Is Overtreatment All Bad?

Overtreatment of prostate cancer, especially in cases where the cancer is unlikely to progress or cause symptoms, can lead to significant physical, psychological, and financial harms, Christopher Anderson, MD, urologist with Columbia University Irving Medical Center in New York City, who wasn’t involved in the study, noted in an interview.

In the study by Daskivich and colleagues, over three quarters of the overtreatment was radiation therapy, which carries the risk for urinary, bowel, and sexual issues.

“Overscreening, which can lead to overtreatment, is a core issue,” Anderson said. It’s easy to order a “simple” prostate-specific antigen blood test, but in an older man with limited LE, that can lead to a host of further testing, he said.

Stopping the pipeline of overscreening that then feeds into the cascade of overtreatment is the first step in addressing the problem of prostate cancer overtreatment, Nancy Li Schoenborn, MD, MHS, with Johns Hopkins University School of Medicine, Baltimore, and Louise C. Walter, MD, with University of California San Francisco, wrote in an editorial in JAMA Internal Medicine.

Considering LE during screening decision-making is “fundamental to reducing harms of prostate cancer overdiagnosis and overtreatment” because limited LE increases the likelihood of experiencing “harms all along the diagnostic and treatment cascade following screening,” the editorial writers said.

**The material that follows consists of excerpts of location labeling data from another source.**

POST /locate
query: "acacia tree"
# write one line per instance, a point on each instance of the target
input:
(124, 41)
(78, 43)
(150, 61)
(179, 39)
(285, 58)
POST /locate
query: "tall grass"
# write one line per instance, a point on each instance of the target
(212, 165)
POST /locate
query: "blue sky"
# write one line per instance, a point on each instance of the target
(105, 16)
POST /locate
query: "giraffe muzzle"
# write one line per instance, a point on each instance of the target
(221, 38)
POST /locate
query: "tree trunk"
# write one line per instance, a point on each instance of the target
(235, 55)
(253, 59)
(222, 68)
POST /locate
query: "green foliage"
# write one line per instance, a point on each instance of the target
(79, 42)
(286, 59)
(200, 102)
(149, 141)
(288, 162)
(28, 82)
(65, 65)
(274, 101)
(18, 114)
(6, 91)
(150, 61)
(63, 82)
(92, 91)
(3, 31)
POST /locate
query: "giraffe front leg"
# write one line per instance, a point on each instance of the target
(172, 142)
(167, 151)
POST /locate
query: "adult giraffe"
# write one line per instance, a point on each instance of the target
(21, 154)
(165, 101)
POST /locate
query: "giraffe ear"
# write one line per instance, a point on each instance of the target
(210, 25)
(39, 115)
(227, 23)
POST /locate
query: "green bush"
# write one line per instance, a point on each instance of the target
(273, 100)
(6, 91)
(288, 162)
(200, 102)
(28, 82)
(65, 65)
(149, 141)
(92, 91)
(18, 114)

The time spent diagnosing, monitoring, and treating asymptomatic prostate cancer in men with limited LE distracts from monitoring and treating chronic symptomatic life-limiting illnesses, they noted.

 

Tough to Talk About?

Anderson noted that, in general, doctors are not great at estimating and counseling patients on LE. “It’s sometimes difficult to have that conversation,” he said.

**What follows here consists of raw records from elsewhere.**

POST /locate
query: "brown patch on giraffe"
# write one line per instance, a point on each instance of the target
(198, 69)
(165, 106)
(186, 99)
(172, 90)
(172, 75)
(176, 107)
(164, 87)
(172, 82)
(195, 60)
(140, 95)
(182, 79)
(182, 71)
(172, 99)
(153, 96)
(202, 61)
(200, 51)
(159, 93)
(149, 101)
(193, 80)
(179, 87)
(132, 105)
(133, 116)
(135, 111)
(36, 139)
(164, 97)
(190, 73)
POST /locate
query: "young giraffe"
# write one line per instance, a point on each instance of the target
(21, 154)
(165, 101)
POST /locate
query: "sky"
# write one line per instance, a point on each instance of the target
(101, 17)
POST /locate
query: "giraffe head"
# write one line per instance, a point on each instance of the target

Daskivich said physicians may fail to include average LE when advising patients on treatments because they believe that the patients do not want to discuss this topic. “Yet, in interviews with patients, we found that prostate cancer patients reported they wanted this information,” he continued, in an interview.

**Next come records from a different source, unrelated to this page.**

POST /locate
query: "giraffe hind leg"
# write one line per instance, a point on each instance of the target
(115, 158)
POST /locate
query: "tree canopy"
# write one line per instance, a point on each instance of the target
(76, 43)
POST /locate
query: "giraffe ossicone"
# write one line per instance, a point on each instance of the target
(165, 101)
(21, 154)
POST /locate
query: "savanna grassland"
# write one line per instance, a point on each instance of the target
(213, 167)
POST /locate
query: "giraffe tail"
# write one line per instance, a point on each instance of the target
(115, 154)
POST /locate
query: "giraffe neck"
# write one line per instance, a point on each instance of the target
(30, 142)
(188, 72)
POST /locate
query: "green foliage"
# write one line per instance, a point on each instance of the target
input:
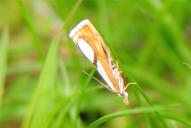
(42, 83)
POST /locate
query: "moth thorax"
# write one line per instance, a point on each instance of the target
(125, 97)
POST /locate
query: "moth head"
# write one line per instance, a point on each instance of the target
(124, 95)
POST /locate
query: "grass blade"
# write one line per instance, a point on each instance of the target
(37, 42)
(44, 95)
(3, 61)
(125, 113)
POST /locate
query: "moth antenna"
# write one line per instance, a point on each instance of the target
(131, 83)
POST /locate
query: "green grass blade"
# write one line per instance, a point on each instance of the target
(29, 23)
(43, 99)
(3, 61)
(125, 113)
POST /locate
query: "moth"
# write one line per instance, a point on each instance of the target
(91, 44)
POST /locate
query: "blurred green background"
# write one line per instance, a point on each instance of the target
(42, 83)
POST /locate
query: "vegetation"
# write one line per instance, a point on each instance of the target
(42, 83)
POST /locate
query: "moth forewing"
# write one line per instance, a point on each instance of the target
(93, 47)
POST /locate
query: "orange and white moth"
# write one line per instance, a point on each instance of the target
(93, 47)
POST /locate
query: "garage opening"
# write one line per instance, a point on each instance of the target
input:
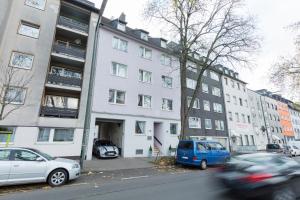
(110, 130)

Solving the problem of overscreening and overtreatment will require a “multifaceted approach, including improving access to life expectancy data at the point of care for providers, educating providers on how to communicate this information, and improving data sources to predict longevity,” Daskivich said.

He said it’s equally important to note that some men with prostate cancer may choose treatment even if they have a limited longevity.

“Not all patients will choose conservative management, even if it is recommended by guidelines. However, they need to be given the opportunity to make a good decision for themselves with the best possible data,” Daskivich said.

This work was supported in part by a US Department of VA Merit Review. Daskivich reported receiving personal fees from the Medical Education Speakers Network, EDAP, and RAND; research support from Lantheus and Janssen; and a patent pending for a system for healthcare visit quality assessment outside the submitted work. Schoenborn, Walter, and Anderson had no relevant disclosures.

 

A version of this article appeared on Medscape.com.